ARE CHIGGER BITES DANGEROUS?

  • Not in North America*. While chigger bites can cause intense itching and may cause an allergic reaction in some people, chiggers in our area are not known to transmit any disease-causing pathogens.

  • The itching from chigger bites can usually be treated with over-the-counter ointments. The bumps will heal within two weeks.

  • Secondary infections from scratching are possible.

(* Another species of the mite, Leptotrombidium delicense, found in East Asia and the South Pacific can carry the tiny bacterium that causes scrub typhus.)

HOW DO I GET CHIGGERS OFF ME?

  • Chigger larvae are fragile creatures.

  • Take a hot shower or bath soon after you have been in an area prone to chiggers. Apply a thick lather of soap, rinse, and repeat.

  • A brusque toweling should dislodge or crush any remaining larvae. (Even without a bath.)

WHAT DO CHIGGERS LOOK LIKE?

  • Adult mites are approximately 1/60” in length, have eight legs, and are reddish-orange in color.

  • Nymphs are yellowish and have eight legs.

  • Larvae have six legs, are yellow to light red in color, and have a body diameter of approximately 1/125” - 1/100”. 

WHY ARE CHIGGERS IN MY YARD?

  • Chiggers most likely hitched a ride into your yard while feeding on reptiles, amphibians, or small mammals. 

  • Your yard will be attractive to chiggers if there is tall grass, weeds, or shrubbery and moisture to survive. 

  • Also, plenty of organic material on or in the soil provides a suitable environment for the adult mites.

WHAT DO CHIGGERS EAT?

  • Unlike mosquitoes, ticks, or bed bugs that feed on blood, chigger larvae feed on liquefied skin tissue.

  • Nymphs and adult chiggers feed on decaying organic matter and insects in the soil. They are not considered a pest to humans.
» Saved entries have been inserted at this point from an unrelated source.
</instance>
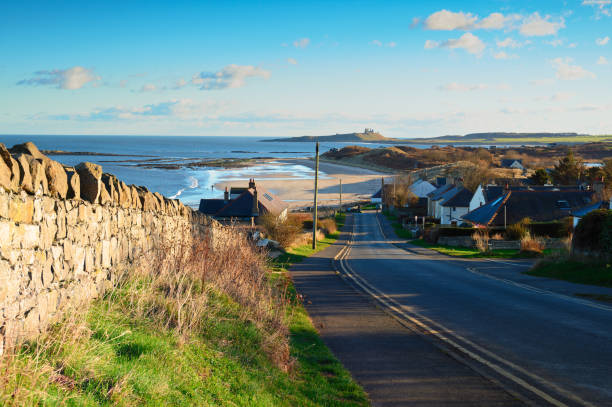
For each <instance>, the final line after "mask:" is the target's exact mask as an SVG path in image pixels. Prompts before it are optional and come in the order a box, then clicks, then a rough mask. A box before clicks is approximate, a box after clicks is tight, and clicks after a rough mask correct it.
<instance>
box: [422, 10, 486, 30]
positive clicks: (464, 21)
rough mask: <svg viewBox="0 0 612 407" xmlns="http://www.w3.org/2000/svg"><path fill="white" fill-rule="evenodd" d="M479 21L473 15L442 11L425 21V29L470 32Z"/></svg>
mask: <svg viewBox="0 0 612 407" xmlns="http://www.w3.org/2000/svg"><path fill="white" fill-rule="evenodd" d="M476 20H478V17H476V16H474V15H472V13H464V12H459V13H453V12H452V11H448V10H440V11H437V12H435V13H433V14H432V15H430V16H429V17H427V19H426V20H425V28H427V29H428V30H445V31H450V30H468V29H470V28H471V27H472V26H473V25H474V23H475V22H476Z"/></svg>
WHAT IS THE LIFECYCLE OF CHIGGERS?

  • Chiggers go through a complete metamorphosis life cycle and contain four separate and distinct stages: egg, larva, nymph, and adult.
  • In the spring, Adult female mites lay from one to five eggs per day in leaf litter, vegetation and lawns. After five to seven days, the eggs hatch into 6-legged chigger larvae.
  • Chigger larvae will feed on the skin tissue of a warm-blooded host for 3-4 days and then drop off the host to molt.
  • After a week or ten days in the ground, the larvae molt into a nymph with eight legs.
  • After two weeks to one month, nymphs molt into adults. An adult chigger mite resembles the nymph, but is larger. 
  • Chigger mites are active when the ground temperature is between 77°F and 86°F.
  • Adult chiggers overwinter in protected places. They will die if exposed to temperatures colder than 42°F.
  • In total, the life cycle of the North American chiggers require 50 to 70 days to develop from egg to adult.
  • In Minnesota there is only one generation per year.

5 INTERESTING FACTS ABOUT CHIGGERS:

  • Chiggers typically will not survive on humans more than three days.

  • Chigger larvae attach to a host, but they do not burrow into the flesh.

  • The itching from a chigger bite does not begin until three or more hours after the feeding.

  • It is possible to have hundreds or even thousands of chiggers on your body after being in an infested area. Fortunately, chigger larvae cannot easily attach, so relatively few chiggers successfully bite.

  • Chiggers live in every country around the world.